Human cytomegalovirus (HCMV), a member of the betaherpesvirus group, is a ubiquitous pathogen that infects 50-100% of the world population. HCMV infection is asymptomatic in healthy individuals, but causes serious disease in immunocompromised patients and newborn children. Like other herpesviruses, HCMV has a temporal pattern of gene expression, referred to as immediate early (IE), early, and late genes. Two IE genes, designated IE1 and IE2, regulate viral early gene expression and are required for productive viral infection. IE2 is also involved in cell cycle regulation, inhibition of apoptosis, and autorepression of IE gene expression. IE1 and IE2 encode two major proteins, designated IE72 and IE86, respectively, as well as several isomers. In addition, IE2 also encodes a late protein, L40. Previously, it was difficult to construct recombinant viruses with mutations in essential genes, such as IE2. Therefore, most data regarding the function of IE1 and IE2 was acquired by transient transfection assays and in vitro binding assays. These assays have limited biological relevance because they are not in the context of the viral genome during the productive replication cycle. Using the recent bacterial artificial chromosome (BAC)-HCMV technology, we are now able to construct recombinant viruses with mutations in essential genes in bacteria and then assay the mutations in permissive human fibroblast cells. I intend to characterize the domains of the IE86 protein that are necessary for its function and determine the role of the isomers in vivo.
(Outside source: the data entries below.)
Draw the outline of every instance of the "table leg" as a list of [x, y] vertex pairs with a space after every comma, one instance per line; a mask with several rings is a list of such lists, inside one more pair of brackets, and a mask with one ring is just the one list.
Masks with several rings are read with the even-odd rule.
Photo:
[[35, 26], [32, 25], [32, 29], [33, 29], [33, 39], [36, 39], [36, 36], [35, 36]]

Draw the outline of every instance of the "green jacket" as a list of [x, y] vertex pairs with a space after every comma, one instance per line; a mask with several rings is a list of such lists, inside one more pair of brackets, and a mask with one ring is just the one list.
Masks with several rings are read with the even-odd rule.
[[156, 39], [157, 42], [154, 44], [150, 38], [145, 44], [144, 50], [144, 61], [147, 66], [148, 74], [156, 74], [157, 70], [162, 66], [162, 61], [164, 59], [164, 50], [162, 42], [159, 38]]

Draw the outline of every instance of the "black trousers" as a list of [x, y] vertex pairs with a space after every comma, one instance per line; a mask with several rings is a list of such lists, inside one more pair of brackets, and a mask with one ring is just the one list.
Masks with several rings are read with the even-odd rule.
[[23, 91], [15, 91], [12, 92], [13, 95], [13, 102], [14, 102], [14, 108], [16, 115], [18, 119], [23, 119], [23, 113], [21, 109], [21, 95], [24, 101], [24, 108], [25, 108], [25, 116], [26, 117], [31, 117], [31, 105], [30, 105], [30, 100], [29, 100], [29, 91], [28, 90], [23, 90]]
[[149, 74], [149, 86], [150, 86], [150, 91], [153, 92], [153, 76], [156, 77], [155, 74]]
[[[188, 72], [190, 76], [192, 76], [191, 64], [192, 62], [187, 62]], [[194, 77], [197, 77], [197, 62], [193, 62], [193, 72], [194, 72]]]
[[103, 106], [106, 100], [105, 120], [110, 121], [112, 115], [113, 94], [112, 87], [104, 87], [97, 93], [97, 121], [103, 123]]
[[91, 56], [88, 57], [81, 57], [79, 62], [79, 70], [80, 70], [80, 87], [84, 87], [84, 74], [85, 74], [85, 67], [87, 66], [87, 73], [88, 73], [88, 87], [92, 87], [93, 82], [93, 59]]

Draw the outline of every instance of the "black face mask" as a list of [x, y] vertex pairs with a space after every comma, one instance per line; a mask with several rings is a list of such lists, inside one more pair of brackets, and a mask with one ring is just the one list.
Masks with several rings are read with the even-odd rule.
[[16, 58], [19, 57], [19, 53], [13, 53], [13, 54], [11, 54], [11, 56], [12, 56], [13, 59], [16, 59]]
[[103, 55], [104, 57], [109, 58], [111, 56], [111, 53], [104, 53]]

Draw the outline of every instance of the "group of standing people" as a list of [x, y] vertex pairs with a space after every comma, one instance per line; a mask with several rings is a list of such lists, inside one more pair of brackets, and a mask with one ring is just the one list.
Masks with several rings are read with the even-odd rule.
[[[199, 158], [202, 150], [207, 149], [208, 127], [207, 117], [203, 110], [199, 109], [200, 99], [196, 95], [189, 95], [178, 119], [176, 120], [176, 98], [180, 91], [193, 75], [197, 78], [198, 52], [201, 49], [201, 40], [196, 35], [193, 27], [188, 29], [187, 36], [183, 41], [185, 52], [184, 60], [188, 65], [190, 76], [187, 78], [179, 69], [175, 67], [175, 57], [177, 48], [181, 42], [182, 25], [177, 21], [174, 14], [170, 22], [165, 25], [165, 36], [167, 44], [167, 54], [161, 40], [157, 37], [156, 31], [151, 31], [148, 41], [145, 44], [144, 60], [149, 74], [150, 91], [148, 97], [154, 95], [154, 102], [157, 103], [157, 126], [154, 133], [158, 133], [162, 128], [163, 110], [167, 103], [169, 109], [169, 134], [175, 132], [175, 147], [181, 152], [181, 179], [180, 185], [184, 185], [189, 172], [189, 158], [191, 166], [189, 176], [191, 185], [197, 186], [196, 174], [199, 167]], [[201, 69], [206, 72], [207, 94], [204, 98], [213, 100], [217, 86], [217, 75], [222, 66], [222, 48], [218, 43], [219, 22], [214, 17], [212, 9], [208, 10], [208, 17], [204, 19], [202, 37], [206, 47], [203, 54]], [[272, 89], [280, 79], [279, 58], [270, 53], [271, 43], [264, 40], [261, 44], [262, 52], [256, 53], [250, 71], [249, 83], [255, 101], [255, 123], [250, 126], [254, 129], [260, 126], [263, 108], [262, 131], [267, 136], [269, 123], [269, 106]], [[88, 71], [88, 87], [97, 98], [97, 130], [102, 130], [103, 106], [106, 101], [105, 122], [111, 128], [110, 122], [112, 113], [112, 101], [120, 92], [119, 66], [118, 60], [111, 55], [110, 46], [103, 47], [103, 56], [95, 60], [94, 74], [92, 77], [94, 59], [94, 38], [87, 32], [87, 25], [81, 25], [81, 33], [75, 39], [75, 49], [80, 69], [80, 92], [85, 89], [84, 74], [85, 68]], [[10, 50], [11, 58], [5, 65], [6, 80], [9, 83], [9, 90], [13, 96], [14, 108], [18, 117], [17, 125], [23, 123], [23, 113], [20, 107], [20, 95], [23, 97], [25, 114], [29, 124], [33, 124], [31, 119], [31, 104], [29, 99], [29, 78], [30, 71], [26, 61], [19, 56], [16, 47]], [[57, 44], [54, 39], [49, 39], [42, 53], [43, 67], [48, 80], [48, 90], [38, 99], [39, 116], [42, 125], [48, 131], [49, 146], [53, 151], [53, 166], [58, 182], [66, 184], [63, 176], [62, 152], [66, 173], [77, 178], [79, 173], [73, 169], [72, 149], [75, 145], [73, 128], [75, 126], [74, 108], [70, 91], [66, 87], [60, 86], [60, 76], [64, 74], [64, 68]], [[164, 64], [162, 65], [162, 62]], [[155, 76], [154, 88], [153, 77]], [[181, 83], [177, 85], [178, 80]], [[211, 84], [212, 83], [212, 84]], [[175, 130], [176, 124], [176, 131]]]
Stinski MF, Petrik DT. Functional roles of the human cytomegalovirus essential IE86 protein. Curr Top Microbiol Immunol. 2008;325:133-52. Review. PubMed PMID: 18637504.

Petrik DT, Schmitt KP, Stinski MF. The autoregulatory and transactivating functions of the human cytomegalovirus IE86 protein use independent mechanisms for promoter binding. J Virol. 2007 Jun;81(11):5807-18. Epub 2007 Mar 21. PubMed PMID: 17376893; PubMed Central PMCID: PMC1900308.

Petrik DT, Schmitt KP, Stinski MF. Inhibition of cellular DNA synthesis by the human cytomegalovirus IE86 protein is necessary for efficient virus replication. J Virol. 2006 Apr;80(8):3872-83. PubMed PMID: 16571804; PubMed Central PMCID:PMC1440472.

Honors and Awards

  • American Society of Microbiology, American Society for Virologists
  • Teaching: Principles of Infectious Disease Lab (Fall 2002)
  • International Herpesvirus Workshop, Madison, WI, July 2003.